# 03 — Modeling

**Goal:** Train multiple regressors from preprocessed data and compare via cross-validated MAE/RMSE/R².

In this third notebook, we will be making use of the preprocessed data we have derived from our body fat dataset to train different machine learning regression models, measure their accuracy via different key metrics and store them for evaluation and visualisation in the next notebook

**Checklist**
- Linear models (LinearRegression/Ridge/Lasso/ElasticNet).
- Tree ensembles (RandomForest, GradientBoosting, XGBoost).
- Cross-validation with consistent splits & scoring.
- Log metrics for each model.

In [1]:
# Imports
import numpy as np
import pandas as pd
from sklearn.linear_model import LinearRegression, Ridge, Lasso, ElasticNet
from sklearn.ensemble import RandomForestRegressor, GradientBoostingRegressor
from sklearn.svm import SVR
from sklearn.neighbors import KNeighborsRegressor
from sklearn.model_selection import cross_val_score
from sklearn.metrics import mean_absolute_error, mean_squared_error, r2_score
from sklearn.tree import DecisionTreeRegressor
from xgboost import XGBRegressor
import joblib


## Loading preprocessed data

We will be loading both the scaled-only and the scaled-and-feature-selected preprocessed datasets, which will then allow us to compare the performance of different models: whether they provide better predictions when trained on either of these datasets.

In [4]:
# Scaled-only dataset
X_train_scaled = pd.read_csv("/kaggle/input/preprocessed-bodyfat/X_train_all_features.csv")
X_test_scaled = pd.read_csv("/kaggle/input/preprocessed-bodyfat/X_test_all_features.csv")
y_train = pd.read_csv("/kaggle/input/preprocessed-bodyfat/y_train.csv").values.ravel()
y_test = pd.read_csv("/kaggle/input/preprocessed-bodyfat/y_test.csv").values.ravel()

# Feature-selected dataset
X_train_fs = pd.read_csv('/kaggle/input/preprocessed-bodyfat/X_train_top_features.csv')
X_test_fs = pd.read_csv('/kaggle/input/preprocessed-bodyfat/X_test_top_features.csv')

array([19.2, 19.2, 28. , 20.5, 16.7, 12.1, 23.6, 18.6, 11.7, 11.9, 26.1,
       24.5, 14.8, 22.5,  6.3,  5.3, 22. , 20.9, 20.4, 14. , 14.9, 16.5,
       13.9, 13.8, 21.3, 30.4, 23.6, 15. ,  7.1, 13. , 24.9,  9.6, 17.5,
       18.4, 18.7,  3.7, 21.4, 16. , 16.6, 11.5, 13.8, 23.6, 31.2,  9.4,
       13.9, 22.5, 29. , 21.5, 23.3,  9.9, 35.2])

In [5]:
print("Scaled-only shape:", X_train_scaled.shape)
print("Feature-selected shape:", X_train_fs.shape)

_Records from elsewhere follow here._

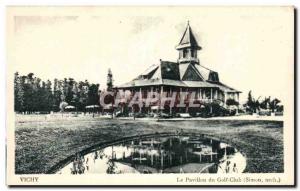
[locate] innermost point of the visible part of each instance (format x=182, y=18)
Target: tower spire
x=188, y=47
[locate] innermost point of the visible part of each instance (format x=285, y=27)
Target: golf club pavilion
x=186, y=75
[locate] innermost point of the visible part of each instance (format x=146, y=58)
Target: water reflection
x=173, y=154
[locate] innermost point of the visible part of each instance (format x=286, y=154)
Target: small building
x=186, y=75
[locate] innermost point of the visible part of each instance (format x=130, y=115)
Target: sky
x=251, y=48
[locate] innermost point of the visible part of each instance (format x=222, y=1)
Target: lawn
x=44, y=143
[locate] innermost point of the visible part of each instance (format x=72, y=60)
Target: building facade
x=185, y=77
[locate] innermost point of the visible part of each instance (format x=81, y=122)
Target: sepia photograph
x=162, y=95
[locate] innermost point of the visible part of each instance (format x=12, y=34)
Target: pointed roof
x=188, y=39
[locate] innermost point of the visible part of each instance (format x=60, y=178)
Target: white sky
x=251, y=48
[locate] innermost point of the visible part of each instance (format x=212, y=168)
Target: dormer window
x=193, y=53
x=184, y=53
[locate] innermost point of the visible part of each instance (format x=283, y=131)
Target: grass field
x=42, y=144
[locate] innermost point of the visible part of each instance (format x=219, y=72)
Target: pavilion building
x=185, y=75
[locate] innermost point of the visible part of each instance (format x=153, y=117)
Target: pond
x=160, y=154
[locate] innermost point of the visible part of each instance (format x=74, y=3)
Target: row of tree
x=34, y=95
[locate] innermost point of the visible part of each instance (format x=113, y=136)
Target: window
x=193, y=53
x=184, y=53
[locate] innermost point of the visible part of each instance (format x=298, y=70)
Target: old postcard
x=186, y=96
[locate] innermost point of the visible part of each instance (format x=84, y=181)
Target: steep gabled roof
x=188, y=39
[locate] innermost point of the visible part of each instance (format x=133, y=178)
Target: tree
x=274, y=104
x=18, y=93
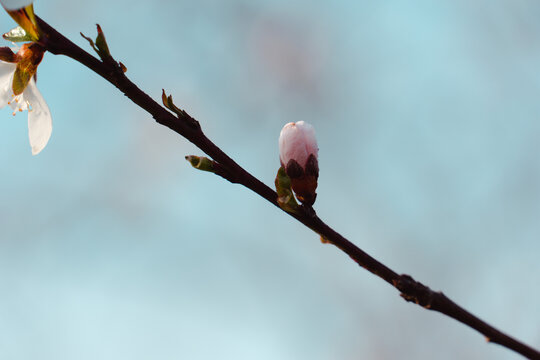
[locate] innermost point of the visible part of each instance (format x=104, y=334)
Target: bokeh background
x=428, y=122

Scaled-only shape: (201, 13)
Feature-selected shape: (201, 10)


## Define the model-fitting and evaluation function

This function will be the common execution for all the models we will be training, and will include defining the model class, training and testing data, cross-validation, evaluating them on different metrics and storing them in a dataframe for further evaluation.

In [30]:
def evaluate_model(model, model_name, X_train, X_test, y_train, y_test, dataset_name):
    # Training all models via CV and storing metrics in a pandas DataFrame
    results = []

    # Cross-validation (5-fold, R² score)
    cv_scores = cross_val_score(model, X_train, y_train, cv=5, scoring='r2')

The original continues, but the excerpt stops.